# Movie Reviews

In [1]:
import nltk
nltk.download("movie_reviews")
from nltk.corpus import movie_reviews
movie_reviews.categories()

[nltk_data] Downloading package movie_reviews to /root/nltk_data...
[nltk_data]   Unzipping corpora/movie_reviews.zip.


['neg', 'pos']

In [2]:
print("Number of negative reviews:", len(movie_reviews.fileids('neg')))
print("Number of positive reviews:", len(movie_reviews.fileids('pos')))

Number of negative reviews: 1000
Number of positive reviews: 1000


The following code partitions the movie review corpus into a training and a test set.

In [3]:
import random
documents = [(list(movie_reviews.words(fileid)), category)
              for category in movie_reviews.categories()
              for fileid in movie_reviews.fileids(category)]
random.seed(1234)
random.shuffle(documents)
threshold1 = int(len(documents)*.6)
threshold2 = int(len(documents)*.8)
train = documents[:threshold1]
devtest = documents[threshold1:threshold2]
test = documents[threshold2:]

The following code finds the 2000 most frequent non-stop words.

In [4]:
import collections
nltk.download("stopwords")
from nltk.corpus import stopwords
stop = stopwords.words('english')
c = collections.Counter([w.lower() for (words,category) in train 
                                   for w in words if w.lower() not in stop])
top2000words = [w for (w,count) in c.most_common(2000)]

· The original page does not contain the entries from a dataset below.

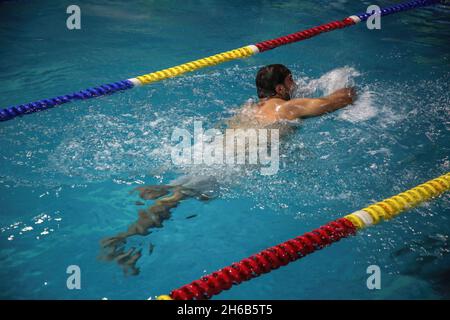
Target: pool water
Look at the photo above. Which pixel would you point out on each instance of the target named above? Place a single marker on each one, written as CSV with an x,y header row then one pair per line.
x,y
66,173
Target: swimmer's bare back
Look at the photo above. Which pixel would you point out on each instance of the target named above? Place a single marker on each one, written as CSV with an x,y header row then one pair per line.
x,y
271,110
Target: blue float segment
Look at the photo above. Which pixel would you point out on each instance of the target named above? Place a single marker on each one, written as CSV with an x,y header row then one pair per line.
x,y
14,111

[nltk_data] Downloading package stopwords to /root/nltk_data...
[nltk_data]   Unzipping corpora/stopwords.zip.


## Using NLTK

The following code implements one-hot encoding with the 2000 most frequent words.

In [5]:
def document_features(words):
    "Return the document features for an NLTK classifier"
    words_lower = [w.lower() for w in words]
    result = dict()
    for w in top2000words:
        result['has(%s)' % w] = (w in words_lower)
    return result

And here we train an NLTK Naive Bayes classifier using the training set, and evaluate the system using the devtest set.

In [6]:
train_features = [(document_features(x), y) for (x, y) in train]
devtest_features = [(document_features(x), y) for (x, y) in devtest]
classifier = nltk.NaiveBayesClassifier.train(train_features)

In [7]:
nltk.classify.accuracy(classifier, devtest_features)

0.7775

In [8]:
nltk.classify.accuracy(classifier, train_features)

0.8816666666666667

We can see the difference in accuracy between the test set and the train set.

## Using Scikit-learn

The following code defines a second feature extractor that uses one-hot encoding on the same list of 2000 words, and which is suitable for sklearn.

In [9]:
def vector_features(words):
    "Return a vector of features for sklearn"
    words_lower = [w.lower() for w in words]
    result = []
    for w in top2000words:
        if w in words_lower:
            result.append(1)
        else:
            result.append(0)
    return result

Below is the code that generates the vectors, trains a Multinomial Naive Bayes classifier, and evaluates the result. 

In [10]:
train_vectors = [vector_features(x) for (x, y) in train]
train_labels = [y for (x, y) in train]
devtest_vectors = [vector_features(x) for (x, y) in devtest]
devtest_labels = [y for (x, y) in devtest]

In [11]:
from sklearn.naive_bayes import MultinomialNB
sklearn_classifier = MultinomialNB()
sklearn_classifier.fit(train_vectors, [y for (x, y) in train])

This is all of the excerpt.